Les États-Unis pourraient, en théorie, prendre le contrôle de l’île iranienne de Kharg, mais leur maintien sur place serait extrêmement coûteux et hautement périlleux en raison de l’exposition aux tirs iraniens. Île stratégique qui assure près de 90 % des exportations énergétiques de l’Iran, Kharg est lourdement fortifiée et peuplée, ce qui complique toute opération d’occupation durable.
Pourquoi une occupation serait difficile
Selon des spécialistes militaires, une intervention américaine sur Kharg se heurterait à deux défis simultanés : la phase d’atterrissage et la phase de maintien. D’une part, la puissance de feu et les moyens logistiques des États-Unis permettent d’envisager une prise rapide.
Cependant, d’autre part, la petite taille de l’île — environ 20 km² — la rend vulnérable à un feu concentré provenant du continent et des autres îles iraniennes. De plus, plus de 20 000 civils résident sur Kharg, un facteur susceptible de gêner les forces d’occupation et d’alimenter une résistance locale.
- Importance énergétique : transit d’environ 90 % des exportations pétrolières iraniennes.
- Fortifications lourdes : infrastructures militaires et défenses côtières renforcées.
- Population nombreuse : risque élevé d’instabilité et de guérilla urbaine.
Tensions récentes et menaces publiques
La semaine dernière, des frappes attribuées aux forces américaines ont visé ce qui a été présenté comme des infrastructures militaires sur l’île. Parallèlement, l’ancien président Donald Trump a menacé à plusieurs reprises de s’emparer de Kharg, relançant le débat sur une éventuelle confrontation directe.
Pourtant, des analystes estiment qu’une action de cette nature constituerait le premier contact armé direct important entre forces américaines et forces iraniennes, un scénario que Washington semble vouloir éviter en maintenant une distance relative de ses unités navales au large des côtes iraniennes.
Risques d’escalade et réponses iraniennes
En cas d’occupation, l’Iran disposerait de multiples leviers pour contre-attaquer. Les frappes depuis la côte et depuis d’autres îles du golfe Persique pourraient rendre la présence étrangère insoutenable.

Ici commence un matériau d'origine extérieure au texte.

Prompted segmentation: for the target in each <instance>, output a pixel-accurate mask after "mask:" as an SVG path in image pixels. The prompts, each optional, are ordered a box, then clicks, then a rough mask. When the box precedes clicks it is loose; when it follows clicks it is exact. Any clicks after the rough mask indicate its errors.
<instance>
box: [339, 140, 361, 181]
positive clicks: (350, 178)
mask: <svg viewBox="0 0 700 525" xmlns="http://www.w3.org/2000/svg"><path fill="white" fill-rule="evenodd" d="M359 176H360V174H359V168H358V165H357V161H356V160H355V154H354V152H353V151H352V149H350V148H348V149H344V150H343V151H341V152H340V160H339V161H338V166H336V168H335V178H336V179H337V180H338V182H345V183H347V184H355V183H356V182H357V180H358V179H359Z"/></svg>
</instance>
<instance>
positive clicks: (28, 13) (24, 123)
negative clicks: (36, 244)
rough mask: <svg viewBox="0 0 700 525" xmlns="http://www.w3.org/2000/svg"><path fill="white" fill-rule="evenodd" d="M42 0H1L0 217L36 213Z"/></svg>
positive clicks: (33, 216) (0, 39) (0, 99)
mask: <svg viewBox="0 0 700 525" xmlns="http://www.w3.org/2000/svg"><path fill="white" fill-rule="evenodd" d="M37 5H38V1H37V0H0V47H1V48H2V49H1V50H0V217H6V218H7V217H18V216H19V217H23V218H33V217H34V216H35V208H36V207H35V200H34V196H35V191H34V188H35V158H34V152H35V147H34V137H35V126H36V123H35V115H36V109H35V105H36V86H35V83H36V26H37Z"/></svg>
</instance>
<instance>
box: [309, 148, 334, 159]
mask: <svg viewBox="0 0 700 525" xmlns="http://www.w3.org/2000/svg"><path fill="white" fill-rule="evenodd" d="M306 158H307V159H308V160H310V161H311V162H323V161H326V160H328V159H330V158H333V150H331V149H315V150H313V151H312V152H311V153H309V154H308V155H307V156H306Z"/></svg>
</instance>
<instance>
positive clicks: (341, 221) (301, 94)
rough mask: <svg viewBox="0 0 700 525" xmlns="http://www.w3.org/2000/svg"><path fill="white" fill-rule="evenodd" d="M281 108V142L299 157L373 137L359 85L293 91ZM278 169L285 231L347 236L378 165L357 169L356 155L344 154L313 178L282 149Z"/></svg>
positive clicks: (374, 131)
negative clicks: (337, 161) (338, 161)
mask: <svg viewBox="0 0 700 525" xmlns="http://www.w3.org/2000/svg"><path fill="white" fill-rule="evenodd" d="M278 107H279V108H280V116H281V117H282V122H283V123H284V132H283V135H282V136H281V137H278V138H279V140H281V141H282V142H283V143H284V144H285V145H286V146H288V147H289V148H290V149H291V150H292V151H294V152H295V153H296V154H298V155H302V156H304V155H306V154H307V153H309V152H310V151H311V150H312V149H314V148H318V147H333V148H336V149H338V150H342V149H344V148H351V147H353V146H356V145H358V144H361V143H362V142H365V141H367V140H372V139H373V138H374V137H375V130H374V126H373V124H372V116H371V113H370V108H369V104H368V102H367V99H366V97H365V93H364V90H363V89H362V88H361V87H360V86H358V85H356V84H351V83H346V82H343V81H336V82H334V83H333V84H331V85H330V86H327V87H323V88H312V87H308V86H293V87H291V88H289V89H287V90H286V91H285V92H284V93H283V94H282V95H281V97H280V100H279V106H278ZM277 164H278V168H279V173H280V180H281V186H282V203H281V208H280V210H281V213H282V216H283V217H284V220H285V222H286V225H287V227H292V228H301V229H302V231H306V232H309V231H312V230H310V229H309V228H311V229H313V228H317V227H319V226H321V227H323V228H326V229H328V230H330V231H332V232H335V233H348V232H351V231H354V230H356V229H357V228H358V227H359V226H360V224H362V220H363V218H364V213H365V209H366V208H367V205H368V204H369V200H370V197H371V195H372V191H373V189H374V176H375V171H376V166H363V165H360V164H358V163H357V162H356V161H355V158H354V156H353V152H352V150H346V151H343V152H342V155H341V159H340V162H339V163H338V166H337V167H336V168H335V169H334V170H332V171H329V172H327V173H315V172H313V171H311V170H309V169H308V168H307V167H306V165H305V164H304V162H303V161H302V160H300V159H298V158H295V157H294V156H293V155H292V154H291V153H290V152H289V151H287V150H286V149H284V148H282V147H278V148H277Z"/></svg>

Depuis le début des hostilités régionales récentes, Téhéran a montré sa capacité à perturber la navigation dans le détroit d’Hormuz, ciblant ou menaçant les navires qui tentent de traverser. Une prise de Kharg intensifierait inévitablement ces tensions et multiplierait les risques d’incidents navals ou aériens.
Le rôle des autres îles stratégiques
Kharg n’est pas la seule position stratégique dans la région. L’Iran contrôle plusieurs îles clés à l’entrée du détroit d’Hormuz qui lui offrent des possibilités de surveillance et d’interdiction maritime.
- Qeshm — grande, dotée d’infrastructures et d’un rôle logistique majeur.
- Hormuz — contrôle direct sur l’un des points d’entrée du détroit.
- Larak — position avancée permettant de surveiller les passages maritimes.
Ces positions multiplient les options défensives et offensives de Téhéran, rendant toute opération extérieure plus complexe et risquée pour une force d’occupation.
Scénarios envisageables
Certains responsables évoquent la possibilité d’un assaut temporaire pour sécuriser des points précis et garantir la liberté de navigation dans le détroit. Toutefois, les experts avertissent que ces opérations seraient « hautement risquées » et difficiles à soutenir dans la durée.
En définitive, si une prise ponctuelle de Kharg reste théoriquement possible compte tenu des moyens militaires disponibles, son maintien face aux capacités iraniennes et à la densité de population locale apparaît peu réaliste sans escalade majeure et coûts humains et matériels importants.